Encontrou aquele que viria a ser o seu segundo marido numa missa de 7º dia onde, para além do falecido, se perfilava uma fatia grande do PIB nacional, e 80% dos sócios dos clubes lisboetas mais selectos. Antigo empresário, homem do seu nível social, com ele já tinha partilhado boleros e valsas inglesas, taças de champanhe e partidas de ténis, na variante pares mistos, onde ele evidenciara um jogo quase imbatível ao fundo do court.
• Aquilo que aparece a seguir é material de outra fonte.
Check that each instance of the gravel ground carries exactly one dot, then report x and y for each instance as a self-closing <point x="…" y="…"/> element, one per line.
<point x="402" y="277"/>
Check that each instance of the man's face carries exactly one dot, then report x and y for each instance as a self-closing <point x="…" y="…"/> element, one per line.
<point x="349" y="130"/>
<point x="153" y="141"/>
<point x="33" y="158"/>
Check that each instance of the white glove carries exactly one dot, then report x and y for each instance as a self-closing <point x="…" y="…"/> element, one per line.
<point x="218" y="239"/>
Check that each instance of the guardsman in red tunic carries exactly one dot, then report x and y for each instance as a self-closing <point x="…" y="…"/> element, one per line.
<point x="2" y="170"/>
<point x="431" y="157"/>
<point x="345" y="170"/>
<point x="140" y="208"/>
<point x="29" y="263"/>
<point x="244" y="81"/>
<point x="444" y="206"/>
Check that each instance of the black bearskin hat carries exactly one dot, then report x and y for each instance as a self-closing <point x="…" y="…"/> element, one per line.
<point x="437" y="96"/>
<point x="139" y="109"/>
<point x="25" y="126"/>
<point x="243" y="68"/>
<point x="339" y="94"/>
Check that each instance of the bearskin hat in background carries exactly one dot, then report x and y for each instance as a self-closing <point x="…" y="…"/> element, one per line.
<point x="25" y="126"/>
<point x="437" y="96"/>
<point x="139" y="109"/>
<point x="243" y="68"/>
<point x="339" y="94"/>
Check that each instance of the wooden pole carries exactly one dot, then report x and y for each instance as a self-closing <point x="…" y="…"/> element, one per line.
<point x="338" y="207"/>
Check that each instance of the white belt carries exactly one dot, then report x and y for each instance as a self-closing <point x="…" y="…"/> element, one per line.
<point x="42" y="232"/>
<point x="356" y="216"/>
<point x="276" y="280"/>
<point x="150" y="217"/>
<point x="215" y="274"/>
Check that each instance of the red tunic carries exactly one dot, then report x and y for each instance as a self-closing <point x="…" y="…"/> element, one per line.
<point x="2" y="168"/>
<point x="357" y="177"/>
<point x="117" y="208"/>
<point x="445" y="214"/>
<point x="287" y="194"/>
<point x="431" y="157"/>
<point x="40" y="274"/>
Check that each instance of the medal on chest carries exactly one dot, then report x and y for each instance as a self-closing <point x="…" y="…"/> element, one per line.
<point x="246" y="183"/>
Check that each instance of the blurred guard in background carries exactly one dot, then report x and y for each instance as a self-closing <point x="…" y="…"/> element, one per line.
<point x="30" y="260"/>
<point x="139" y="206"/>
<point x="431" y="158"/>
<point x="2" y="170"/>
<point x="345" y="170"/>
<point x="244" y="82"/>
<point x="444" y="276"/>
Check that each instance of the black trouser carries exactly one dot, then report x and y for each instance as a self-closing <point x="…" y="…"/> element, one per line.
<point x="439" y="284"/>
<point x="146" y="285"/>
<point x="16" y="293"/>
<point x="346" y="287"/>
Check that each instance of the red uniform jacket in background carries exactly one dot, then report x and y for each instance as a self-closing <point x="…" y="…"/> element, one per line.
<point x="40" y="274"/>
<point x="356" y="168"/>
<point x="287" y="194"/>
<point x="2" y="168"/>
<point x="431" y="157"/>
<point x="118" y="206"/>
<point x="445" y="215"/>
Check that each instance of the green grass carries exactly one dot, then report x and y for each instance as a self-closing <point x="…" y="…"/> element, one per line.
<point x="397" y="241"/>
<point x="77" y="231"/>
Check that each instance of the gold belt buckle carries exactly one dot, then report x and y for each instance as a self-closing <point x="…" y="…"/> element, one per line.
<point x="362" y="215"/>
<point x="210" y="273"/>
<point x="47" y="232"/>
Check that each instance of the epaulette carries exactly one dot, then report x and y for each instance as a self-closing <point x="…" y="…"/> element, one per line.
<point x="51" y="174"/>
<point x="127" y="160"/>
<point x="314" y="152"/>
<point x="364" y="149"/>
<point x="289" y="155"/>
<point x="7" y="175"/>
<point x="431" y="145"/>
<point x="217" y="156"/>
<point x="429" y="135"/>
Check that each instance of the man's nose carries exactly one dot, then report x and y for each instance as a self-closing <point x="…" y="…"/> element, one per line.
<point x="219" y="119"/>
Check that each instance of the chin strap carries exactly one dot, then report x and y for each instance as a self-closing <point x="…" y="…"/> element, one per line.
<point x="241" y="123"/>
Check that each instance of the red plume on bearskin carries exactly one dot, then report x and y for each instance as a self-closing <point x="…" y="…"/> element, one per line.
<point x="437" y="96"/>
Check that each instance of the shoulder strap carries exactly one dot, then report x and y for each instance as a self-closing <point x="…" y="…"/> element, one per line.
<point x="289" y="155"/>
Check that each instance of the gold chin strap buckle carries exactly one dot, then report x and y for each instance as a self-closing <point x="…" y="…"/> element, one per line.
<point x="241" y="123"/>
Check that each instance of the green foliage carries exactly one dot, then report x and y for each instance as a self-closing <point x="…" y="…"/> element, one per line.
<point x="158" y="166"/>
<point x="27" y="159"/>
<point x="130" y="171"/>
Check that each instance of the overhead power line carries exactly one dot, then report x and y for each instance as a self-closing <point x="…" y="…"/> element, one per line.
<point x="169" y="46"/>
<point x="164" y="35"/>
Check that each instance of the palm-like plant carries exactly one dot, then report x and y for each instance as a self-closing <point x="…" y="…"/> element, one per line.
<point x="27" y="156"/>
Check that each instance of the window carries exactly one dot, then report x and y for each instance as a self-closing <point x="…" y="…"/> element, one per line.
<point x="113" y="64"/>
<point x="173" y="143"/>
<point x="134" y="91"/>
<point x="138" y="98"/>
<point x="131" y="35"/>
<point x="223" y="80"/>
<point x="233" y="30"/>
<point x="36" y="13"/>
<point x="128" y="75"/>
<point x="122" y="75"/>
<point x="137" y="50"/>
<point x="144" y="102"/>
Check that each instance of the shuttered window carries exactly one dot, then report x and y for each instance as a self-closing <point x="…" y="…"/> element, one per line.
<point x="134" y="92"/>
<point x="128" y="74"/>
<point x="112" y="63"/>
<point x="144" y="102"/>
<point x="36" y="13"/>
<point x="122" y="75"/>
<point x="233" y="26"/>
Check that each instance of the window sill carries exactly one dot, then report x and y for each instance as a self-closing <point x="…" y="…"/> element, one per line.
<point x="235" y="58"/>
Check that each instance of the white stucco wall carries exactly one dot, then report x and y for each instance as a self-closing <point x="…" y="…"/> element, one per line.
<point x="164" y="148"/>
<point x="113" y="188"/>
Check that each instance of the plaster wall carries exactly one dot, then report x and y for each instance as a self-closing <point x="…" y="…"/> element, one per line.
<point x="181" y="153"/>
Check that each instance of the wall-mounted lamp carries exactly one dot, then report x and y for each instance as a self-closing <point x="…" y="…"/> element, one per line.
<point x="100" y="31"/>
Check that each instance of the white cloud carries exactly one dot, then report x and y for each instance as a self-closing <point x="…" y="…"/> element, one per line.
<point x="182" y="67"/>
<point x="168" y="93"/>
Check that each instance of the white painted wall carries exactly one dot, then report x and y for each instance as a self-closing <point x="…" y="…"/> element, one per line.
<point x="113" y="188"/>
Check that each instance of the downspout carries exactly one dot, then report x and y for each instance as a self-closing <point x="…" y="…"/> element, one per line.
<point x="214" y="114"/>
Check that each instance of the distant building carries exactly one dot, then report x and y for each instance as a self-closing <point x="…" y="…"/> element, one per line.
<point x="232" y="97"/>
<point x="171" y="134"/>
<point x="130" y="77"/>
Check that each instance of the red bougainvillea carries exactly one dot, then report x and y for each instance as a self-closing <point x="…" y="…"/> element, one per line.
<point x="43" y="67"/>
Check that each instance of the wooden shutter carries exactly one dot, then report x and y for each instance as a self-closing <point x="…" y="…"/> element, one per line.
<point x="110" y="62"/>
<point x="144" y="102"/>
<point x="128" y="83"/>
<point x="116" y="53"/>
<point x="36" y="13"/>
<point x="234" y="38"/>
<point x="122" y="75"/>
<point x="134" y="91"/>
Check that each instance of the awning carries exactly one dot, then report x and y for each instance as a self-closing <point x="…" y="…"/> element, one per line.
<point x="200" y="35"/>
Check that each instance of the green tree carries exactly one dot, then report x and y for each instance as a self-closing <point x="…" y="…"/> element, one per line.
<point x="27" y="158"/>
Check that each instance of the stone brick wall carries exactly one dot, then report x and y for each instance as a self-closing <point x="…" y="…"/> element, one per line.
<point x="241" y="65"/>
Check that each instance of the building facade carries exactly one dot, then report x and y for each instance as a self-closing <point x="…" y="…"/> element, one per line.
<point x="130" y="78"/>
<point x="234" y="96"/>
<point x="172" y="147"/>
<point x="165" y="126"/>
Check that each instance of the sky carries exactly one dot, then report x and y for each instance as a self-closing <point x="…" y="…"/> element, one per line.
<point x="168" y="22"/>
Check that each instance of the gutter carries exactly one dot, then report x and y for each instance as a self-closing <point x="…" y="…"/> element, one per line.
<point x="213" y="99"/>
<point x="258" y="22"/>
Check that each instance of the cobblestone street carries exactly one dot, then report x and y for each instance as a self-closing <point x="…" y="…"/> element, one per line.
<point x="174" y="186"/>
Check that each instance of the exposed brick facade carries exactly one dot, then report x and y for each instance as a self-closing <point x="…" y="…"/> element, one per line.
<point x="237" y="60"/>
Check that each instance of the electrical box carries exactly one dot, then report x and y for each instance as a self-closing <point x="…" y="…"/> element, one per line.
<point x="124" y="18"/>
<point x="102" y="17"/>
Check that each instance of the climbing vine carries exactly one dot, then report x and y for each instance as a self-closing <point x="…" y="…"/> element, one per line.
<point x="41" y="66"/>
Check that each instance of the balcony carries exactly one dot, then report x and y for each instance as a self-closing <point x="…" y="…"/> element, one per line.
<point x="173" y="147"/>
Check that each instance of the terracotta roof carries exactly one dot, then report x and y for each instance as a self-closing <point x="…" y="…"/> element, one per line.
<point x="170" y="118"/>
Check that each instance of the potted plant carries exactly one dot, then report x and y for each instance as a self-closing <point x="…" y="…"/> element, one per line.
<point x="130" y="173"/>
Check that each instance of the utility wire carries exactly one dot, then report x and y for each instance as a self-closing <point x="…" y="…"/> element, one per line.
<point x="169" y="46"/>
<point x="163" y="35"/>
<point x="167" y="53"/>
Agora, alquebrado e com problemas nas costas, mantém a sanidade física possível num gingar de desacerto esquelético.
Criaram ambos a rotina do paredão matinal: ela de carteira a tiracolo, como se transportasse as jóias que lhe restam numa louis vuitton bem imitada, porque a ladroagem na vila está por demais. Ele no seu desacerto constante, ombro para cá e para lá, braço descompassado da perna oposta, uma coluna desesperada a aguentar partes que parecem querer debandar.
O filme está, infelizmente, embotado - se não de miséria, pelo menos de desilusão. Ele joga todas as noites, tentando simular ao poker o bluff que não conseguiu nas negociações com os sindicatos. Perde mais do que ganha, porque a trinca não entra, a sequência máxima é muito difícil, o full hand está no domínio das hipóteses irreais. Vai buscá-la todos os dias de carro a Atibá, onde o elemento final de uma família que privou com condes e marqueses é dama de companhia de uma idosa, com momentos cada vez mais improváveis de lucidez.
As noites agitadas arruínam os desejos de descanso nocturno e, por volta das quatro da manhã, com uma pontualidade que enerva, há um encontro, combativo e inesperado, na mente da anciã acamada: o fulgor e a confusão, a memória e o olvido. Nunca se saberá quem vence a contenda materializada num monólogo a quatro frases:
- Conheci muito bem a sua avozinha, devia eu ter uns doze ou treze anos. Cabia-me lavar as casas de banho todas - e olhe que eram muitas. Acho que a minha fralda está suja. Importa-se de a mudar?
Cruzo-me com eles todos os dias, conheço-lhes a história como ninguém. Ele traz no olhar o encavanço das cinco da manhã que o atirou, falido, para um sofá e uma água fresca sem gás. Ela traz a carteira a tiracolo, bem junta ao peito, porque a malandrice está como nunca se viu.